But Women in Football, an advocacy group in England, alleged in a statement Thursday that the FA knew about the Bristol Academy accusations against Sampson even before it hired him in 2013.
“WiF understands that questions over Sampson’s suitability for the role were flagged to the FA as early as 2013 during the recruitment process,” the statement reads.
The Bristol Academy allegations were far from the only knock against Sampson. Eni Aluko, a former England striker who is black, has accused him of racism, harassment and bullying. In one instance, which she relayed to the Guardian last month, she said Sampson made a crass comment about her Nigerian relatives before a game against Germany in November 2014.
“We were in the hotel. Everybody was excited. It was a big game. On the wall, there was a list of the family and friends who were coming to watch us and I just happened to be next to Mark. He asked me if I had anyone who would be there and I said I had family coming over from Nigeria. ‘Oh,’ he said. ‘Nigeria? Make sure they don’t bring Ebola with them.’
“I remember laughing but in a very nervous way. I went back to my room and I was really upset. It might have been easier to take if it was about me alone. Lots of things had been said about me over those two years but this was about my family. I called my mum and she was absolutely disgusted.”
The Guardian reported last month that the FA paid Aluko more than $100,000 in alleged hush money to “avoid disruption” ahead of Euro 2017. Aluko, who also is a qualified lawyer, has not played for England since April and served as a television commentator during the tournament.
Another player, Drew Spence, alleges that Sampson asked the mixed-race midfielder how many times she had been arrested during a team meeting in October 2015.
Sampson was cleared of wrongdoing in both instances by the FA, though the Professional Footballers’ Association, the players’ union in England, has called the internal review “a sham which was not designed to establish the truth but intended to protect Mark Sampson.” According to multiple reports, the FA did not talk to other England players who were present when Sampson allegedly made the racist statements.

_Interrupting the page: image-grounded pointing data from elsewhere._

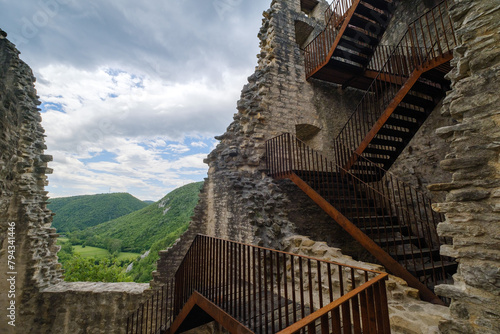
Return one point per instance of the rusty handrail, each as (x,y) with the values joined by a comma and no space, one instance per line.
(401,207)
(268,290)
(155,314)
(371,294)
(317,50)
(428,39)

Glenn and other FA executives will appear before a British parliamentary committee on culture, media and sports next month to answer questions about how Sampson could have held his job for so long despite the multiple allegations against him.
“Our concern is looking into the scope of investigation into the concerns raised about Mark Sampson recently by Aluko and in the past,” Damian Collins, the committee chairman, told the Guardian. “To say: ‘Actually was there information readily available to the FA that had they sought it out they would’ve terminated much earlier?’ Be it Martin Glenn or whoever, if it’s found that they ignored advice and warnings that were clear then I think their position does become untenable.”